Sunday, February 26, 2006

Munich

We went to see 'Munich' last night - Steven Spielberg's movie about an Israeli vengeance squad tasked with assassinating those claimed to be behind the murder of 11 Israeli athletes at the Munich Olympics in 1972. The Wikipedia article on the massacre suggests that the movie is not a documentary. A very fine film which we did not forget the moment we walked out of the door.

From matters of blood, honour, homeland, life and death to economics. The cinema tickets cost £6.50 each. We were given vouchers worth £1.50 each to see our next film, so that our next tickets would cost only £5.00 each. Why did the cinema do that?

A first thought might be that by lowering the price, the cinema was stimulating demand, and that this would somehow increase its returns.

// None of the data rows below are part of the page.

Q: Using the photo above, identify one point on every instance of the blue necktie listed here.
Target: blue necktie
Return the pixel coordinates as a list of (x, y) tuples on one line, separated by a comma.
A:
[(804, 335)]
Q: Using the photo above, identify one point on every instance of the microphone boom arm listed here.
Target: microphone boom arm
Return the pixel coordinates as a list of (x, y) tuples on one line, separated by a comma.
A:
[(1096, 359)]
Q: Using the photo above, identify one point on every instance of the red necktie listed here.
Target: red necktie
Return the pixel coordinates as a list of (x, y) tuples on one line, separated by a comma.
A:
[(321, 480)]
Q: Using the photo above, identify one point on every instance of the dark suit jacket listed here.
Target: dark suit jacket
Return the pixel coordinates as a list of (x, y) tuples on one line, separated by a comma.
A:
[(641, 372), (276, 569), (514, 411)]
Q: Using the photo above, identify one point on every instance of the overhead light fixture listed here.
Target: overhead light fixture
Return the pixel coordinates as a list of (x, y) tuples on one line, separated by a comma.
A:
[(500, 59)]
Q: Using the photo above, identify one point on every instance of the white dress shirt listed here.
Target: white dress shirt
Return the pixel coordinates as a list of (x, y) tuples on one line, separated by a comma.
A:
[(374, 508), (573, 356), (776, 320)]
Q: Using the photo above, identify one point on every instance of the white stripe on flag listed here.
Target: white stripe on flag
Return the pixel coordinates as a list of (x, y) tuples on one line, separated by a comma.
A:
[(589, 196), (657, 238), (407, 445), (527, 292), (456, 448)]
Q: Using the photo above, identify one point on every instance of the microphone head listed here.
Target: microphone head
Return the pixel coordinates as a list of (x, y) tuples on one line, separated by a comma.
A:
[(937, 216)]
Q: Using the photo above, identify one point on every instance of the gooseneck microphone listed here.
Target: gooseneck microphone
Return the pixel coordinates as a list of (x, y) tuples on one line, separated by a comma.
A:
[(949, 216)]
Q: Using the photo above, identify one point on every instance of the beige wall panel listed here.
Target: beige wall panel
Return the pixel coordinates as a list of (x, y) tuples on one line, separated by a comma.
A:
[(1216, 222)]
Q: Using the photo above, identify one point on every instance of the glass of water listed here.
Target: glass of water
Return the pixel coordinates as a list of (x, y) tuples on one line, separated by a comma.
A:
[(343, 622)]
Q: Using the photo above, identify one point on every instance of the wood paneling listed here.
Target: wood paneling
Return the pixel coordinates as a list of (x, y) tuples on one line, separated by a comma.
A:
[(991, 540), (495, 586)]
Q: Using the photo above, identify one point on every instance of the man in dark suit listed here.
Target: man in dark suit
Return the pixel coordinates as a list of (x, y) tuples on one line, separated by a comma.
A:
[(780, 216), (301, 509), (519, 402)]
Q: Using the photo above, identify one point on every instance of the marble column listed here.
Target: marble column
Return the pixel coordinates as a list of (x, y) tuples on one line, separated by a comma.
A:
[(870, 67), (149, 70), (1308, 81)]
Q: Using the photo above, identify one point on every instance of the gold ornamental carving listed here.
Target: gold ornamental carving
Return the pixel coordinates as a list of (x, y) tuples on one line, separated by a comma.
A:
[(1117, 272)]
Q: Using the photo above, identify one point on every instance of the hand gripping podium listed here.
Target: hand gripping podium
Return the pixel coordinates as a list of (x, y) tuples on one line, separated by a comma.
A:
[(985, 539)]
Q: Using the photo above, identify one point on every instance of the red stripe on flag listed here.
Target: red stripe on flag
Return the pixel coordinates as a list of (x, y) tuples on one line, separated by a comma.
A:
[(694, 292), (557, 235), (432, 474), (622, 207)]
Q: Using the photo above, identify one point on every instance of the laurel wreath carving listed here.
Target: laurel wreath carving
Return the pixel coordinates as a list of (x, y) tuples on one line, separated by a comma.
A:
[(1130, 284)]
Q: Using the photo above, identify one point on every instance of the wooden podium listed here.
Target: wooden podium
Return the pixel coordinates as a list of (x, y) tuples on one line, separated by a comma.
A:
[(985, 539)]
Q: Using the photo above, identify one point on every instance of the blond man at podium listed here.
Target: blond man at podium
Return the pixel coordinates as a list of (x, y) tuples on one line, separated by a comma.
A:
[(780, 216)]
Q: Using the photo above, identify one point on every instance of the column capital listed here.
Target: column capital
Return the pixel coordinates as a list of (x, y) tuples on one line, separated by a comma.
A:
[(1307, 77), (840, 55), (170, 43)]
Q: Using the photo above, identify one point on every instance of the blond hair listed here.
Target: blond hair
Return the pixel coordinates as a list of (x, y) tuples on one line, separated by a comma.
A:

However, why issue a voucher? Why not just decrease the price to £5 per ticket for everyone. No, only people who had already bought a ticket were eligible for the reduced price.

This is an example of 'diminishing marginal utility'. By buying tickets for Munich at £6.50, we had already established that this was a fair market price for the film we most wanted to see. Had there been another film we valued more highly than Munich, then we would have seen that one.

Given that the portfolio of films changes fairly slowly, the cinema was bidding for our custom for our next-preferred film. As we certainly valued that lower than Munich, the cinema therefore gave us a lower price (£5.00). (Note that the marginal cost to the cinema is effectively zero, so they always make money).

Always nice to see effective price discrimination in action.